Now that we have successfully published a message (conforming to the schema specified above) we can pull messages from the subscription. Note that pulling will not take messages out of the queue (you can do it as many times you want). Messages will need to be acknowledged with subscriptions_ack after they have been successfully consumed in order to be successfully taken out of the queue.

Pulling messages will return a list containing a receivedMessages dataframe containing ackIds and a dataframe storing and message data and information.

msgs <- subscriptions_pull("vignette-sub")

tibble::glimpse(msgs)
List of 1
 $ receivedMessages:'data.frame':   1 obs. of  2 variables:
  ..$ ackId  : chr "PkVTRFAGFixdRkhRNxkIaFEOT14jPzUgKEUSC1MTUVx1A1MQaVwzdQdRDRlzejV1aQwRVAsUUHRfURsfWVxEjczJsS9QXWJxa1oQAwJHUH1YUxw"| __truncated__
  ..$ message:'data.frame': 1 obs. of  4 variables:
  .. ..$ data       : chr "eyJuYW1lIjoiZm9yayIsInByaWNlIjo5OTl9"
  .. ..$ attributes :'data.frame':  1 obs. of  2 variables:
  .. ..$ messageId  : chr "3410320233787713"
  .. ..$ publishTime: chr "2021-11-09T09:06:31.171Z"

tibble::glimpse(msgs$receivedMessages$message)
Rows: 1
Columns: 4
$ data        <chr> "eyJuYW1lIjoiZm9yayIsInByaWNlIjo5OTl9"
$ attributes  <df[,2]> <data.frame[1 x 2]>
$ messageId   <chr> "3410320233787713"
$ publishTime <chr> "2021-11-09T09:06:31.171Z

Decoding incoming messages

In order to re-convert back message data into an usable format we’ll basically need to reverse the process that was used to encode them in the first place.

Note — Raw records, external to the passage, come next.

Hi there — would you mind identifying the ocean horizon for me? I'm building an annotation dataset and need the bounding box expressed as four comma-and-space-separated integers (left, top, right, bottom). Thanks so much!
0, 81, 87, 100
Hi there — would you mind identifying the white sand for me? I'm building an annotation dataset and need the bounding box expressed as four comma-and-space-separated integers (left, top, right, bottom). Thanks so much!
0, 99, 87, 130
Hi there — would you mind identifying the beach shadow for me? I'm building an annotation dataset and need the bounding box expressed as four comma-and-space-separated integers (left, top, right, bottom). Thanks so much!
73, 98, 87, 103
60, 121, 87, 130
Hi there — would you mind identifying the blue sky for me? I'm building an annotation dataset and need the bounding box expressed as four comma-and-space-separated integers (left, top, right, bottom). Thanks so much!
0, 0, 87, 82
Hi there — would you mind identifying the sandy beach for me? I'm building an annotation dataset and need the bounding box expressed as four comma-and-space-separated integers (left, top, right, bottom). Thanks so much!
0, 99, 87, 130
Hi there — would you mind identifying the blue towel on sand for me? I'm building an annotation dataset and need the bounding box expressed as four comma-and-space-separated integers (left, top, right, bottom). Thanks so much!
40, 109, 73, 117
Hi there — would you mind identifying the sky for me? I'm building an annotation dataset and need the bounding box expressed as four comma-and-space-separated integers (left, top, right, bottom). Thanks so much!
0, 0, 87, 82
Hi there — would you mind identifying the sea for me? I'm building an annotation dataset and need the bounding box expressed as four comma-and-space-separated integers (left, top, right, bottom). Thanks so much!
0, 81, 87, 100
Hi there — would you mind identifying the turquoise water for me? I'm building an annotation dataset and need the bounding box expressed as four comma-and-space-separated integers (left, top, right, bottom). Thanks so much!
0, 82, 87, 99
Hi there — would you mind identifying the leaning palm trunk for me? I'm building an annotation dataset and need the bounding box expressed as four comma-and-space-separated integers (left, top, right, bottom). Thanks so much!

Given that subscriptions_pull will return all messages in the queue, a good strategy might be to decode them all at once using lapply

decoded_msg <- lapply(msgs$receivedMessages$message$data, function(msg) {
    msg %>%
        base64decode() %>%
        rawToChar() %>%
        fromJSON(flatten = TRUE, simplifyDataFrame = TRUE) %>%
        as.data.frame()
}) %>% do.call(rbind, .)

decoded_msg
#   name price
# 1 fork   999

# ... Do something with the dataframe

# Acknowledge we have succesfully used it
subscriptions_ack(ack_ids = msgs$receivedMessages$ackId, subscription = "vignette-sub")
# [1] TRUE

This approach is quite cumbersome and helpers to facilitate this process might be included in the library later on when a general enough approach will be found.